There’s more than two options here. It was already difficult to deal with self diagnosis for doctors, now we have a machine that outputs recommendations, and does it with confidence whether it’s correct or not.
The same issues that were present with search-engine self diagnosis are still present with LLMs. If you provide Google with an incomplete list of symptoms and can’t interpret the information you find correctly, you will likely get an incorrect diagnosis. The same is true for LLM output.
There are quite a few disclaimers everywhere that soften confidence: "always ask a medical specialist", "I'm not a doctor", "this could have been this or that but really not sure", etc.
Nightmare because users approach LLMs with the false confidence that they're always right, and present LLM outputs as fact to Doctors who have to waste time explaining that it's wrong most of the time. It hurts more than it helps.
Its a nightmare because it erodes trust. Doctors are not "always right" which is why "always get a second opinion" is codified in culture.
But AI's problem is that its completely full of shit, sometimes, and the people most qualified to evaluate whether its full of shit are the doctors, not the patients, but just like OP's original article, patients are left feeling like their second opinion from AI might be more trustworthy than their doctors opinion.

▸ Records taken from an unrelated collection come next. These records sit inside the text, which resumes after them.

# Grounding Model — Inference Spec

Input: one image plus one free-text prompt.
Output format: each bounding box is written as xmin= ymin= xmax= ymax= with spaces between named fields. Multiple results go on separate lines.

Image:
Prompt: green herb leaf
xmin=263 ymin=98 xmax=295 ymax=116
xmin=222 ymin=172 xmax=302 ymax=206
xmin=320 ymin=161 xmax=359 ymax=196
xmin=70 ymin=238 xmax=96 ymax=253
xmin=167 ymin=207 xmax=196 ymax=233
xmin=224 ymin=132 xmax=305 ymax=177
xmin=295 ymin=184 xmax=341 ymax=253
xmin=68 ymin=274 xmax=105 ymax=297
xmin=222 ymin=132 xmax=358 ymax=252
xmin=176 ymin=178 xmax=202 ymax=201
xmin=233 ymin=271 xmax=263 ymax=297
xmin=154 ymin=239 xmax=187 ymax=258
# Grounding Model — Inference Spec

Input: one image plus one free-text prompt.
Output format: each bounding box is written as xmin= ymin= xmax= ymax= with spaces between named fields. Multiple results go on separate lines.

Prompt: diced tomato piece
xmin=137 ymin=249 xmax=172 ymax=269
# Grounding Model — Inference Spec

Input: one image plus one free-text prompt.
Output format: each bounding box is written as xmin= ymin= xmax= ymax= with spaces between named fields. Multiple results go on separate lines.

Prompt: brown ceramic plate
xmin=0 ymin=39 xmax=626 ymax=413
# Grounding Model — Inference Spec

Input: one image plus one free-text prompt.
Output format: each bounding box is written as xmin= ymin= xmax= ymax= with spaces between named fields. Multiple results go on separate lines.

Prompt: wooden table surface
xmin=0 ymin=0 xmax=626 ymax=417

They are using the “gold standard for the evaluation of expert medical computing systems” not a proxy for what a doctor actually does when diagnosing someone.
It may have some utility after diagnosis, but this test doesn’t demonstrate utility for patients.
It will also tell you you're God and/or a toaster. If you're gonna let benchmarks convince you to listen to an LLM on matters of health it's your funeral, just don't get anyone else killed with you please.
Not quite. An LLM generates text that would likely follow. The sky is… “blue”. A patient in pain with a bone protruding from their shin has a… “broken leg”.
The more training data, the more questions it can answer with a reasonable degree of probability of accuracy.
Throwing away a potentially useful analysis just because it’s probabilistic seems a bit like throwing the baby out with the bath water.
The same issues that were present with search-engine self diagnosis are still present with LLMs. If you provide Google with an incomplete list of symptoms and can’t interpret the information you find correctly, you will likely get an incorrect diagnosis. The same is true for LLM output.